The City of Philadelphia will join the Children’s Hospital of Philadelphia to start a vaccination program for teachers and school staff in late February.
The details of the joint effort were still being worked out. However, Mayor Jim Kenney said the city planned to hold pop-up vaccination sites at district, charter, parochial and independent schools.
“As we near the one-year anniversary of the pandemic, getting children back into classrooms throughout the city is vitally important to their future,” Kenney said. “This vaccination program will go a long way to easing the concerns that teachers have expressed.”
According to a 6abc.com report, the program was announced as teachers and staff protested outside their buildings on Monday, claiming they feared the ventilation systems in the city’s aging schools were not enough to address the potential spread of the coronavirus.

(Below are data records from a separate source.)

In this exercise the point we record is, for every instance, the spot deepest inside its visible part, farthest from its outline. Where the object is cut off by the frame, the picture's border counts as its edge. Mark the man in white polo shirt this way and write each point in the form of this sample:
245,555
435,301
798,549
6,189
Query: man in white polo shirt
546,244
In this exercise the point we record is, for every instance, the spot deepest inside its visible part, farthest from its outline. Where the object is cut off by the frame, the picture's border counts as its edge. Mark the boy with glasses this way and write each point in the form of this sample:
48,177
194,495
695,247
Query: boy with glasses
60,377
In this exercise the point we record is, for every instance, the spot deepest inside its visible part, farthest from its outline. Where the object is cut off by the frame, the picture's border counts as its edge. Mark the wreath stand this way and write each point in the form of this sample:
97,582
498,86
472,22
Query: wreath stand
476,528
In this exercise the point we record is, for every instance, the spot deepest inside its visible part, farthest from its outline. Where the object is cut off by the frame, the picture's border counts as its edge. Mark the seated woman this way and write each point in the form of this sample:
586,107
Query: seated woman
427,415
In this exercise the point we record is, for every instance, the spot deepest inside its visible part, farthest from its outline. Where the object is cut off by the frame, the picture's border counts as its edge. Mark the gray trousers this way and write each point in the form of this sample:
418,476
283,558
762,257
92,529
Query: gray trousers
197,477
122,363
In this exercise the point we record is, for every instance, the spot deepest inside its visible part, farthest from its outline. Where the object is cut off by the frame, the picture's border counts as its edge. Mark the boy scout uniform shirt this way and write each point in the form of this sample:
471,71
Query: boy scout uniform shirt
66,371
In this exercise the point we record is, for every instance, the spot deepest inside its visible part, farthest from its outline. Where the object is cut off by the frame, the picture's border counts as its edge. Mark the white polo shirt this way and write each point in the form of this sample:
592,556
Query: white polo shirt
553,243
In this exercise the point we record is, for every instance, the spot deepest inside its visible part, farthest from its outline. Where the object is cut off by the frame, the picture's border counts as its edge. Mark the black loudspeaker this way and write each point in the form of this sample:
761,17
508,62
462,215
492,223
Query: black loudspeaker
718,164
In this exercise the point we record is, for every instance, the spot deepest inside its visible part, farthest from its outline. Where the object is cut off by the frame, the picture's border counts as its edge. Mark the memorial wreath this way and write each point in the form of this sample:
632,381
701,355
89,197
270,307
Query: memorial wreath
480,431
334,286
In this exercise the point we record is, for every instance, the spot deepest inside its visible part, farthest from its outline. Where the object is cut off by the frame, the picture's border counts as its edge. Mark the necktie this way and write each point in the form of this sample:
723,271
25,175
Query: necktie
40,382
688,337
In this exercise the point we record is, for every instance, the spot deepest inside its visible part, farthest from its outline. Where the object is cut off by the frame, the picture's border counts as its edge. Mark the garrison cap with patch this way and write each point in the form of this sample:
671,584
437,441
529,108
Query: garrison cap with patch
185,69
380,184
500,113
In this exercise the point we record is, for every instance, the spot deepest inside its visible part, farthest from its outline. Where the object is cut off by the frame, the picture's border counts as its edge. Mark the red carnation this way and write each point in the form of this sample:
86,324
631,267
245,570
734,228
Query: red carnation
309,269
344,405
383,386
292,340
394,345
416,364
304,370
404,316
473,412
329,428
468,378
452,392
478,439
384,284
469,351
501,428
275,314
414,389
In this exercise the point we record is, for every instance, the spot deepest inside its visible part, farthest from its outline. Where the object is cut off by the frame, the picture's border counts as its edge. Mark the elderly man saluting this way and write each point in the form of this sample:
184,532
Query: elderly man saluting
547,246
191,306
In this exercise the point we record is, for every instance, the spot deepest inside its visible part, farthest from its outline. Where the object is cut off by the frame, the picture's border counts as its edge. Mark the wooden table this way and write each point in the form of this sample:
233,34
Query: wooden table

The school district had ordered lower-grade teachers to attend to their schools Monday, but then backed off the mandate while a mediator reviewed issues raised by the teachers union. The district has over 120,000 students in 215 district-operated schools, and another 80,000 students in charter, cyber and alternative schools.
Superintendent William Hite wants to offer students who have been learning remotely for nearly a year because of the pandemic a chance to return to school Feb. 22 under an optional hybrid instruction model.
He said the district has enhanced its cleaning operations and identified ventilation problems, and will not open classrooms until needed improvements are made. In a statement released Monday, Hite defended his decision for teachers to return and addressed ventilation concerns.
“The return of staff to buildings reflects 11 months of careful and science-based preparation by thousands of district staff,” he said. “To date, the district has spent about $65 million due to COVID-19. That includes nearly $4 million in ventilation assessments, repairs and enhancements to ensure healthy airflow.”